NVIDIA has debuted a new experimental generative AI model it describes as a “Swiss Army knife for audio.” The model is called Foundational Generative Audio Transformer Opus 1 or Fugattocan take commands from text queries and use them to create audio or modify existing music, audio and sound files. It was developed by artificial intelligence researchers from around the world, and NVIDIA says it has “enhanced the multi-accent and multilingual capabilities” of this model.
“We wanted to create a model that understands and produces sound like humans,” said Rafael Valle, one of the researchers behind the project and manager of applied audio research at NVIDIA. The company listed some real-world scenarios in which Fugatto could be used in its announcement. Music producers, he suggested, can use the technology to quickly create a prototype for a song idea, then easily edit it to try out different styles, sounds and instruments.

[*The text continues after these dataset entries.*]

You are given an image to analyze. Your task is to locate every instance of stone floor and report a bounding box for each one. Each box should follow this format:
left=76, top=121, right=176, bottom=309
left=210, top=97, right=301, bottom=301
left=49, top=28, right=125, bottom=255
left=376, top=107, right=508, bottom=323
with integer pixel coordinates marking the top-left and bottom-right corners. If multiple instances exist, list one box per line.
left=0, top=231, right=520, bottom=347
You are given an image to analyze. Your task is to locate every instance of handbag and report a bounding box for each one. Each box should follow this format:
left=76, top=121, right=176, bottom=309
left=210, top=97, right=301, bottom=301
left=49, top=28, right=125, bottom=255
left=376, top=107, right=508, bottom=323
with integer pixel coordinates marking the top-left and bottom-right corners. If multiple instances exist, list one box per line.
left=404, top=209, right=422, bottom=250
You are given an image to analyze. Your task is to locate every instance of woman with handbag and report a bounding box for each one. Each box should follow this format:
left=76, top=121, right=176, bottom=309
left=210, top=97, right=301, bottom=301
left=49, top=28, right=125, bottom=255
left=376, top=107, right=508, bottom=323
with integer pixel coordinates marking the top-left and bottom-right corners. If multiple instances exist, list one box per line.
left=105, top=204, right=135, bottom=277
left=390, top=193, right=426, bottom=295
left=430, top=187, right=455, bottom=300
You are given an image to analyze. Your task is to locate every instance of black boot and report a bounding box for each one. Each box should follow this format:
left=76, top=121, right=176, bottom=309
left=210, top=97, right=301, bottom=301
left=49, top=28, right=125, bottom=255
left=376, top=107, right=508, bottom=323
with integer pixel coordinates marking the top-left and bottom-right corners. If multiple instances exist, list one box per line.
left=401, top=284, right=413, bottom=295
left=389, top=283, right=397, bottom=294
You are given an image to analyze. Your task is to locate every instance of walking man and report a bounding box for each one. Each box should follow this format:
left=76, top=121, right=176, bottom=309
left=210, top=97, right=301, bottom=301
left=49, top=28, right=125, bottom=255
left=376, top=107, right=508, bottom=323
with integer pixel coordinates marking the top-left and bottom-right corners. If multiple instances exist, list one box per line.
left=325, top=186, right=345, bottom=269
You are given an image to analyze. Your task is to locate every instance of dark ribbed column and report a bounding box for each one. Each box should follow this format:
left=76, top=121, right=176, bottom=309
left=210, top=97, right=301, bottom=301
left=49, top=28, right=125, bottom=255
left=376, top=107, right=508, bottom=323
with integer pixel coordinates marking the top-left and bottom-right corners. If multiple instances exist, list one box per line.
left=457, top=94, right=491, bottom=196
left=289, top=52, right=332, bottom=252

People could use it to create materials for audio language learning tools of their choice. Video game developers could use it to create variations of pre-recorded assets to adapt to changes in gameplay based on players’ choices and actions. In addition, the researchers found that with some fine-tuning, the model could perform tasks that were not part of the prior training. He can combine instructions that he was taught separately, such as an angry-sounding speech with a special accent, or birds singing in a thunderstorm. The model can generate sounds that change over time, such as the pounding of a thunderstorm as it moves over land.
NVIDIA hasn’t said whether it will provide public access to Fugatto, but the model isn’t the first generative AI technology that can generate sounds from text queries. The meta was previously released open source AI suite can generate sounds from text descriptions. Google has its own AI called text-to-music AI MusicLM that people can get through the company AI Test Kitchen website.